Before Arrow, we used our own type system that supported more than 14 types. This served us well, but we started to hit limitations in various use-cases. For example, in database to database replication, we needed to support many more types, including nested types. Also, performance-wise, lots of the time spent in an ELT process is around converting data from one format to another, so we wanted to take a step back and see if we can avoid this famous XKCD (by building yet another format):
This is where Arrow comes in. Apache arrow defines a cross language columnar format for flat and hierarchical data, and brings the following advantages:
- Performance: Arrow adoption is rising especially in columnar based databases (DuckDB, ClickHouse, BigQuery) and file formats (Parquet) which makes it easier to write CloudQuery destination or source plugins for databases that already support arrow as well as much more efficient as we remove the need for additional serialization and transformation step. Moreover, just the performance of sending arrow format from source plugin to destination is already more performant and memory efficient, given its “zero-copy” nature and not needing serialization/deserialization.
- Rich Data Types: Arrow supports more than 35 types including composite types (i.e. lists, structs and maps of all the available types) and ability to extend the type system with custom types.
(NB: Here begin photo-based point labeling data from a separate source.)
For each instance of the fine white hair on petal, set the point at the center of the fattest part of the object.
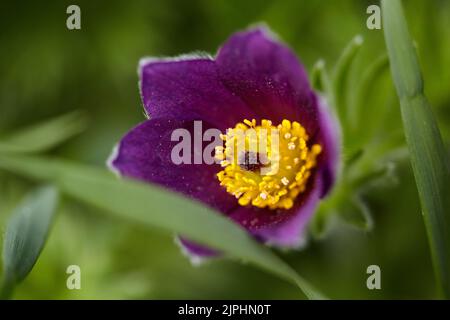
(195, 260)
(196, 55)
(113, 156)
(271, 35)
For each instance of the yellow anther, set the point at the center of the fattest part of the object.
(282, 169)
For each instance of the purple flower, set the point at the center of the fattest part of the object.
(254, 82)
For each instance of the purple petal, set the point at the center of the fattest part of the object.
(195, 252)
(189, 87)
(291, 233)
(268, 77)
(329, 137)
(145, 153)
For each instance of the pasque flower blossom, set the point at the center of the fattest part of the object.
(253, 83)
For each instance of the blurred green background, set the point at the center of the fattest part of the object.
(47, 70)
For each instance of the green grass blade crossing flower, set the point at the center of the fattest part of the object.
(429, 159)
(155, 207)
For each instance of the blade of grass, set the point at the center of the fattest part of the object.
(429, 159)
(44, 136)
(340, 79)
(25, 236)
(155, 207)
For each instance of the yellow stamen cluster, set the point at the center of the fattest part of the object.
(284, 162)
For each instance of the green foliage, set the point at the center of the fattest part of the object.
(47, 71)
(430, 160)
(25, 236)
(133, 200)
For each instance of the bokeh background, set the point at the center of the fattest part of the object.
(47, 70)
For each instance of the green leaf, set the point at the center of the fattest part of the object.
(429, 159)
(26, 234)
(363, 91)
(156, 207)
(340, 79)
(319, 77)
(356, 213)
(44, 136)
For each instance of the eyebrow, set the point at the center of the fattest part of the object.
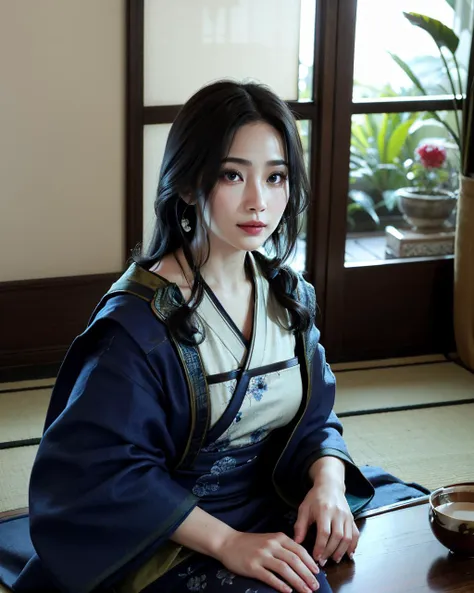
(273, 163)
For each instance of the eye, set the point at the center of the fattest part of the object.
(278, 178)
(230, 175)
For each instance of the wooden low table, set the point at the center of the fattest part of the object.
(397, 553)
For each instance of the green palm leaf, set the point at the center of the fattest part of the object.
(442, 35)
(397, 140)
(409, 72)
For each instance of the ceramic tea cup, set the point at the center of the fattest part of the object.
(452, 517)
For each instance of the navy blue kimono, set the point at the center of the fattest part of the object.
(125, 455)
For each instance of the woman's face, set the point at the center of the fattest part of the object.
(252, 191)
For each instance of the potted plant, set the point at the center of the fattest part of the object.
(445, 38)
(428, 202)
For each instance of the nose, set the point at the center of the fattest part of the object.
(255, 200)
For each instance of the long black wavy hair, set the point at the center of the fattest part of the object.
(199, 139)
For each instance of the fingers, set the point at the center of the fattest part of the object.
(322, 536)
(286, 571)
(338, 546)
(355, 540)
(262, 574)
(300, 567)
(303, 555)
(301, 525)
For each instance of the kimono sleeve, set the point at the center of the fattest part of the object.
(320, 434)
(101, 495)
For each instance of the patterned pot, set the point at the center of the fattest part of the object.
(424, 211)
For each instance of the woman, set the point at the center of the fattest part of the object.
(192, 422)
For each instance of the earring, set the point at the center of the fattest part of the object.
(185, 224)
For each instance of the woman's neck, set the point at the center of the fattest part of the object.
(225, 273)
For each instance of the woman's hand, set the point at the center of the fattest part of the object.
(267, 556)
(326, 505)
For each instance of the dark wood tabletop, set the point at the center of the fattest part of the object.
(397, 553)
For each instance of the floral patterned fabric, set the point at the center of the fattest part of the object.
(204, 574)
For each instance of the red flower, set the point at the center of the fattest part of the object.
(432, 156)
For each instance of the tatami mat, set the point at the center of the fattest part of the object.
(23, 412)
(15, 469)
(34, 384)
(433, 447)
(384, 388)
(388, 362)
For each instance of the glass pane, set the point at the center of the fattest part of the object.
(392, 151)
(191, 42)
(154, 142)
(298, 260)
(382, 30)
(305, 73)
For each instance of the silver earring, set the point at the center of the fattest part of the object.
(185, 224)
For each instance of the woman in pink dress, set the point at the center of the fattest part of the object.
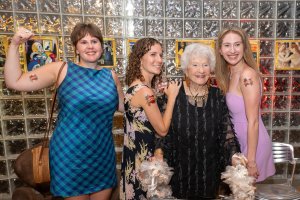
(238, 77)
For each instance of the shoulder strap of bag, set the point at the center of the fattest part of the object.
(49, 124)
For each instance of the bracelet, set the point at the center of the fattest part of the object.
(251, 164)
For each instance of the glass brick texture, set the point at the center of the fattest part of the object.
(23, 117)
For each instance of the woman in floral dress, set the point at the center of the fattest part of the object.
(143, 119)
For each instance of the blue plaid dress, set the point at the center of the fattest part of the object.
(82, 154)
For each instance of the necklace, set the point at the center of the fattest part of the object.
(196, 99)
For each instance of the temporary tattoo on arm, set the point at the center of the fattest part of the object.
(248, 82)
(33, 77)
(150, 99)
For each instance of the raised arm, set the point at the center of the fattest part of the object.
(40, 78)
(250, 87)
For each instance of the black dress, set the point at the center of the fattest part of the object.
(199, 145)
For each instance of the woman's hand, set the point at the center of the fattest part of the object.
(252, 169)
(21, 36)
(172, 89)
(238, 159)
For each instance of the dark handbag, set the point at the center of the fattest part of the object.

Adopting Apache Arrow as the CloudQuery in-memory type system enables us to gain better performance, data interoperability and developer experience. Some plugins that are going to gain an immediate boost of rich type systems are our db->db replication plugins such as PostgreSQL CDC source plugin (and all database destinations) that are going to get support for all available types including nested ones.
We are excited about this step and joining the growing Arrow community. We already contributed more than 30 upstream pull requests that were quickly reviewed by the Arrow maintainers, thank you!